Mais aujourd’hui, les braconniers des pays en développement ne tenteront pas sérieusement, et pas seulement pour la propagande, de compenser les pertes de population, ne gèleront pas les crédits, ne verseront pas de compensations aux victimes, et ne s’occuperont pas des réfugiés. La vérité, c’est que les bandits braconniers n’ont pas peur. Ils ont un jet d’affaires prêt à décoller, et tout ce qui est le plus précieux, y compris les enfants, se trouve déjà depuis longtemps en dehors du territoire à exploiter.
Dans le chaudron bouillonnant des révoltes populaires, de véritables bandes armées finiront par se cristalliser, contrôlant de vastes territoires et exploitant la population qui s’y trouve. Les jeunes sans emploi ni moyens de subsistance n’auront d’autre choix que de rejoindre ces bandes. D’autant plus que l’arme à la main rend le sexe et l’argent plus accessibles. Ces bandes s’affronteront entre elles et avec les restes de l’« autorité légitime ». Elles adopteront des méthodes de gestion terroristes, car l’« influence douce », en raison de l’absence de légitimité, cessera d’agir. Elles chercheront des sponsors et du soutien à l’étranger, promettant une part dans la répartition des futures ressources.

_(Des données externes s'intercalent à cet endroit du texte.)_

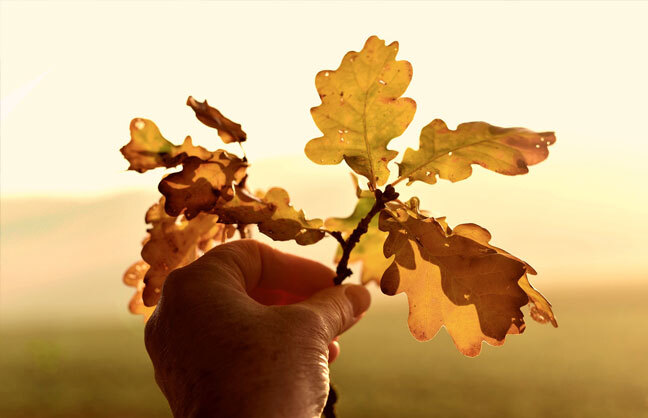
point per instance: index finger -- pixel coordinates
(268, 275)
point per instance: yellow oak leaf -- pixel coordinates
(450, 154)
(456, 280)
(362, 111)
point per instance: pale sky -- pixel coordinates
(73, 75)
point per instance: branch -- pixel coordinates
(338, 236)
(343, 271)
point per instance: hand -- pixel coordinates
(248, 331)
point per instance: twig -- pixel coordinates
(338, 236)
(343, 271)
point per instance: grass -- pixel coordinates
(594, 365)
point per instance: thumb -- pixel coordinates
(338, 307)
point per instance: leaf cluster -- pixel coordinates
(453, 277)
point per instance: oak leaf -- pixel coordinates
(455, 281)
(449, 154)
(148, 149)
(244, 208)
(200, 184)
(287, 223)
(134, 277)
(362, 111)
(540, 306)
(174, 242)
(228, 130)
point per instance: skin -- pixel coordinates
(249, 331)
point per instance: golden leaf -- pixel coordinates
(455, 280)
(362, 111)
(449, 154)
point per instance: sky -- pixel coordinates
(73, 75)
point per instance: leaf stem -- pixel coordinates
(343, 271)
(337, 235)
(398, 180)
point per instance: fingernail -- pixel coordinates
(359, 297)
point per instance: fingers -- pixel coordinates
(337, 308)
(268, 275)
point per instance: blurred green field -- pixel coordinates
(594, 365)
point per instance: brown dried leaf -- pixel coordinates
(228, 131)
(175, 242)
(286, 223)
(244, 208)
(148, 149)
(452, 280)
(449, 154)
(200, 184)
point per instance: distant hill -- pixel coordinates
(63, 258)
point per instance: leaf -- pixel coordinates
(228, 131)
(175, 242)
(200, 184)
(452, 280)
(286, 223)
(134, 277)
(244, 208)
(369, 250)
(449, 154)
(541, 308)
(148, 149)
(362, 111)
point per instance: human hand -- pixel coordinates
(219, 349)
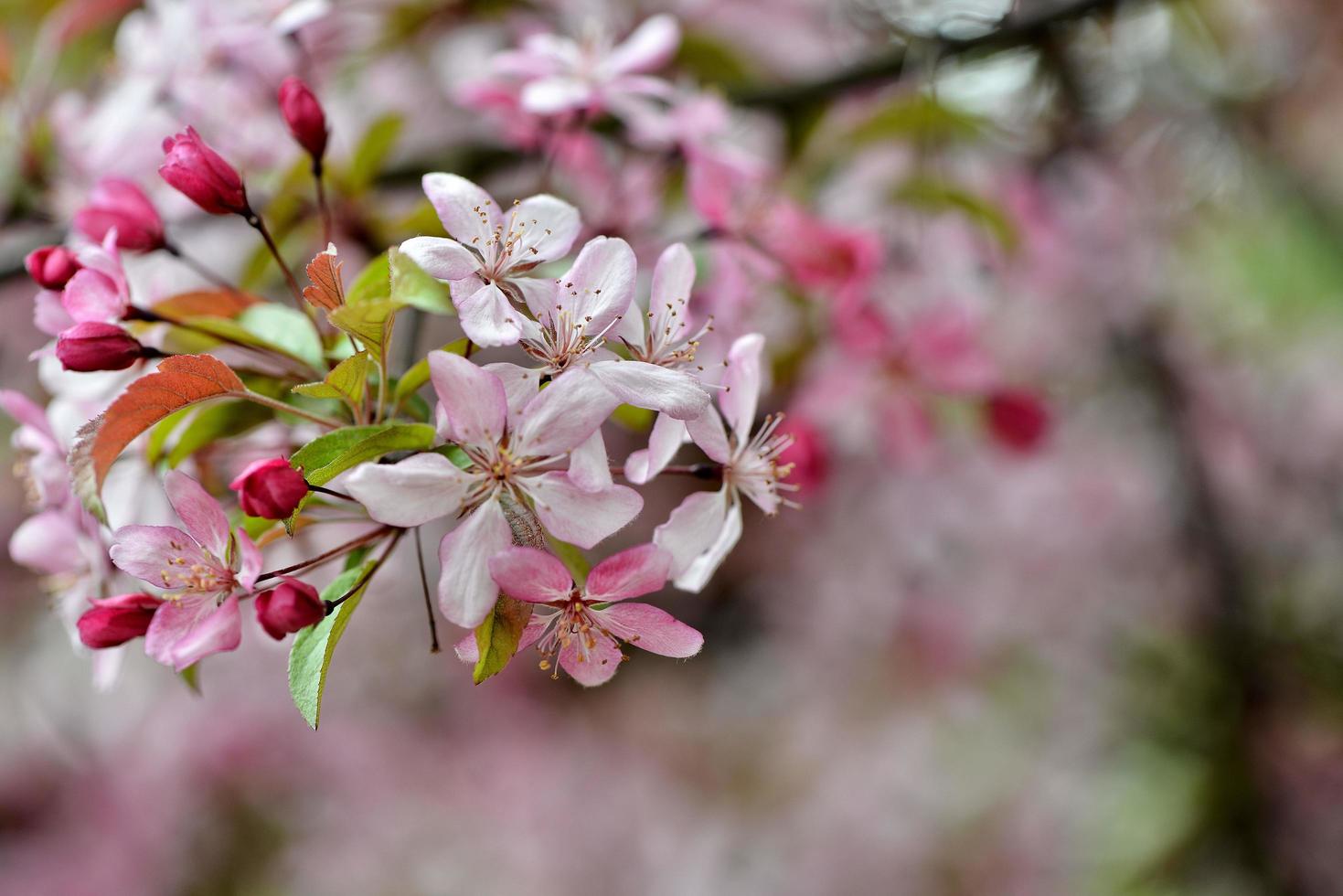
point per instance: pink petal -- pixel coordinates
(473, 400)
(563, 415)
(530, 574)
(657, 389)
(743, 384)
(467, 212)
(466, 592)
(578, 516)
(592, 667)
(708, 432)
(601, 283)
(441, 258)
(199, 512)
(650, 46)
(664, 443)
(421, 488)
(655, 630)
(546, 225)
(148, 552)
(489, 318)
(629, 574)
(672, 283)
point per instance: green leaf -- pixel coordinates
(497, 637)
(346, 382)
(418, 375)
(288, 329)
(369, 323)
(311, 656)
(412, 286)
(372, 151)
(374, 283)
(215, 422)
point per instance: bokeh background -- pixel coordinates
(1108, 660)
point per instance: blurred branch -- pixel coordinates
(1016, 31)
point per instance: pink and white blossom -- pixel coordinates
(587, 626)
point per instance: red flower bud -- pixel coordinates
(202, 175)
(1017, 420)
(288, 607)
(97, 347)
(120, 203)
(271, 489)
(51, 266)
(304, 116)
(116, 621)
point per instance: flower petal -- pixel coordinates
(530, 574)
(489, 318)
(579, 516)
(546, 226)
(421, 488)
(465, 589)
(563, 415)
(741, 384)
(657, 389)
(629, 574)
(199, 512)
(441, 258)
(467, 212)
(473, 400)
(653, 629)
(664, 443)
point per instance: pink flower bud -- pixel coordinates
(202, 175)
(97, 347)
(1017, 420)
(271, 489)
(120, 203)
(288, 607)
(304, 116)
(51, 266)
(116, 621)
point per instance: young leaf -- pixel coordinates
(326, 289)
(179, 382)
(412, 286)
(497, 637)
(311, 656)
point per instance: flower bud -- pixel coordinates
(291, 606)
(202, 175)
(120, 203)
(1017, 420)
(97, 347)
(271, 489)
(304, 116)
(51, 266)
(114, 621)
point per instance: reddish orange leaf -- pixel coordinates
(177, 382)
(324, 271)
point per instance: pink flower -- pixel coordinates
(269, 488)
(200, 569)
(490, 252)
(564, 76)
(707, 526)
(304, 116)
(200, 174)
(97, 347)
(512, 437)
(51, 266)
(121, 206)
(289, 607)
(581, 308)
(581, 633)
(114, 621)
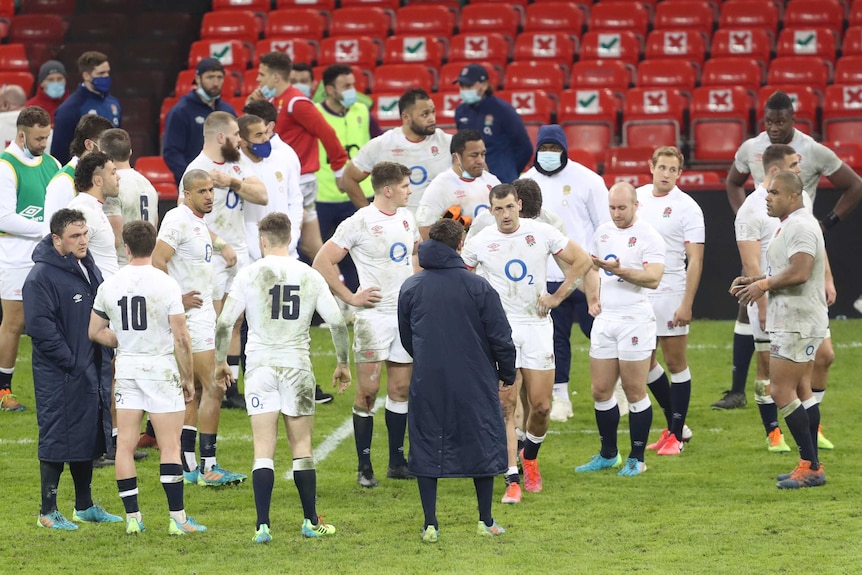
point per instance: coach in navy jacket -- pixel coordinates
(508, 146)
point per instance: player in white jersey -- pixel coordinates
(96, 179)
(629, 255)
(184, 251)
(279, 295)
(466, 185)
(513, 256)
(679, 220)
(796, 319)
(140, 312)
(381, 238)
(418, 144)
(579, 196)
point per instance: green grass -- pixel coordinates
(713, 510)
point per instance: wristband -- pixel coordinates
(830, 220)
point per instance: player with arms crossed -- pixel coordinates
(279, 295)
(513, 256)
(381, 238)
(140, 312)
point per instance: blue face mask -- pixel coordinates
(348, 97)
(55, 89)
(102, 85)
(470, 96)
(549, 161)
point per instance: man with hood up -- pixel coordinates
(579, 196)
(455, 419)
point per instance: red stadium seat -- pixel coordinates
(617, 45)
(734, 71)
(425, 19)
(554, 46)
(413, 48)
(683, 44)
(842, 113)
(589, 118)
(719, 122)
(805, 105)
(356, 51)
(653, 117)
(402, 77)
(480, 46)
(299, 50)
(297, 23)
(232, 25)
(554, 17)
(485, 17)
(667, 73)
(533, 75)
(615, 16)
(372, 21)
(681, 15)
(13, 57)
(749, 14)
(233, 55)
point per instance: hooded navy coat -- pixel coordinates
(71, 374)
(452, 322)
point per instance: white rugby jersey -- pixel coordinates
(579, 196)
(138, 301)
(802, 308)
(634, 246)
(102, 240)
(191, 264)
(381, 246)
(679, 220)
(226, 219)
(279, 295)
(815, 159)
(280, 173)
(516, 264)
(426, 158)
(449, 189)
(754, 224)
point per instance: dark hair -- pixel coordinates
(278, 62)
(140, 236)
(245, 123)
(33, 116)
(447, 231)
(117, 144)
(388, 174)
(276, 228)
(63, 218)
(408, 99)
(86, 168)
(89, 127)
(459, 140)
(530, 194)
(774, 155)
(261, 109)
(333, 72)
(779, 101)
(500, 191)
(89, 61)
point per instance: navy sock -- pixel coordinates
(363, 429)
(743, 349)
(680, 396)
(639, 424)
(428, 495)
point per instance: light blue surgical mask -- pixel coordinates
(470, 96)
(55, 89)
(549, 161)
(348, 97)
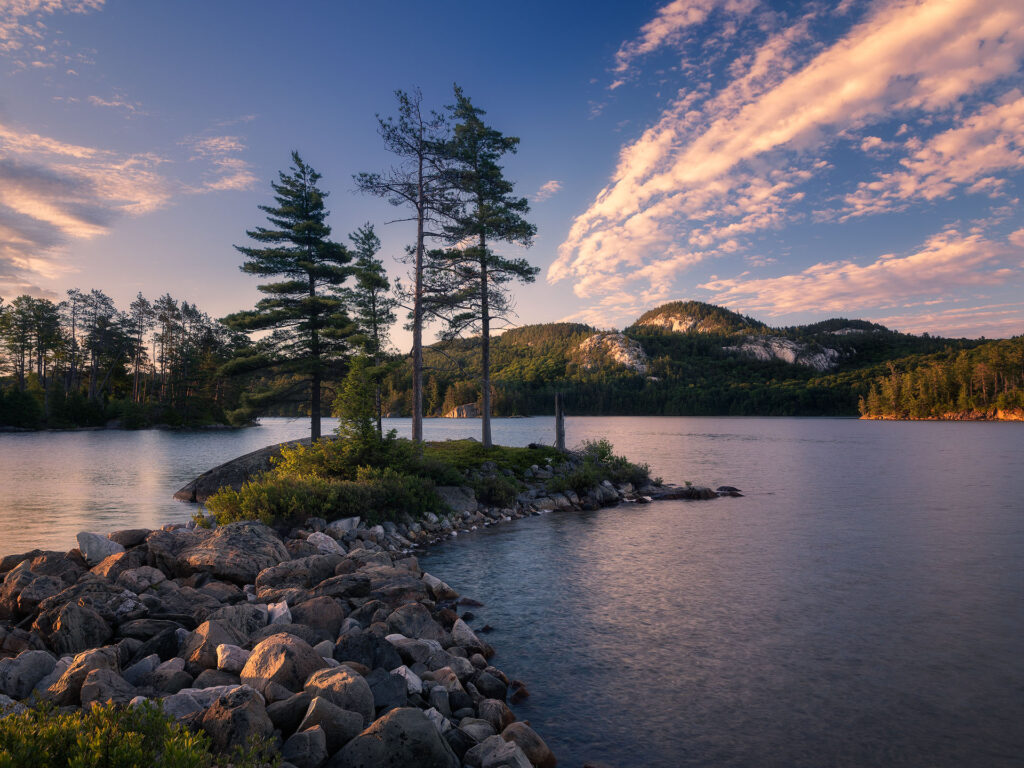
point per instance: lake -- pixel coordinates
(863, 604)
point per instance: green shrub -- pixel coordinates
(109, 736)
(496, 491)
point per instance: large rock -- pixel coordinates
(236, 718)
(340, 725)
(531, 744)
(343, 688)
(413, 620)
(19, 675)
(102, 685)
(233, 473)
(201, 649)
(306, 749)
(400, 738)
(284, 659)
(67, 689)
(237, 552)
(95, 548)
(78, 629)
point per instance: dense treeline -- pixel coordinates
(689, 374)
(83, 361)
(975, 383)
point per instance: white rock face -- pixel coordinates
(616, 346)
(95, 547)
(787, 350)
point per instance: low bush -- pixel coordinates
(110, 736)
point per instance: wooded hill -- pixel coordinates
(683, 358)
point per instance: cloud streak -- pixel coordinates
(722, 164)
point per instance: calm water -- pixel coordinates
(862, 605)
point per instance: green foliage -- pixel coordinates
(974, 382)
(110, 736)
(375, 495)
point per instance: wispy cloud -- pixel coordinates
(948, 259)
(725, 162)
(547, 189)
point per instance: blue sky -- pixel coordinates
(792, 161)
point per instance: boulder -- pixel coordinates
(343, 688)
(237, 552)
(282, 658)
(77, 629)
(231, 657)
(341, 726)
(236, 718)
(531, 744)
(306, 749)
(464, 636)
(323, 613)
(414, 620)
(288, 713)
(325, 544)
(439, 589)
(497, 713)
(367, 649)
(102, 685)
(67, 689)
(95, 547)
(19, 675)
(201, 649)
(400, 738)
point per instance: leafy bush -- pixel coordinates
(376, 495)
(110, 736)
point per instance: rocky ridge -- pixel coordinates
(329, 639)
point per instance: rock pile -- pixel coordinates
(330, 640)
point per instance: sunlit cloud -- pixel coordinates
(947, 261)
(724, 163)
(547, 189)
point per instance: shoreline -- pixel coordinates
(156, 614)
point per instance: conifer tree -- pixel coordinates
(304, 308)
(421, 182)
(373, 308)
(470, 281)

Des sponsors se trouveront, surtout si une catastrophe naturelle, débordant la coupe de la patience populaire, touche également les voisins, qui auront urgemment besoin de nouvelles sources de revenus. Les nouvelles bandes se consacreront à la fabrication et au trafic de drogues, aux enlèvements contre rançon, à l’exécution de « commandes » de bandes voisines. Il est possible qu’une de ces bandes ou un nouveau cartel parvienne à renverser les restes de l’autorité précédente, et alors les événements seront qualifiés de révolution, mais sans velours ni fleurs. Et si les anciens bandits réussissent à vaincre les nouveaux, cette période sera appelée « troubles ». Mais ce sera tout de même une guerre civile.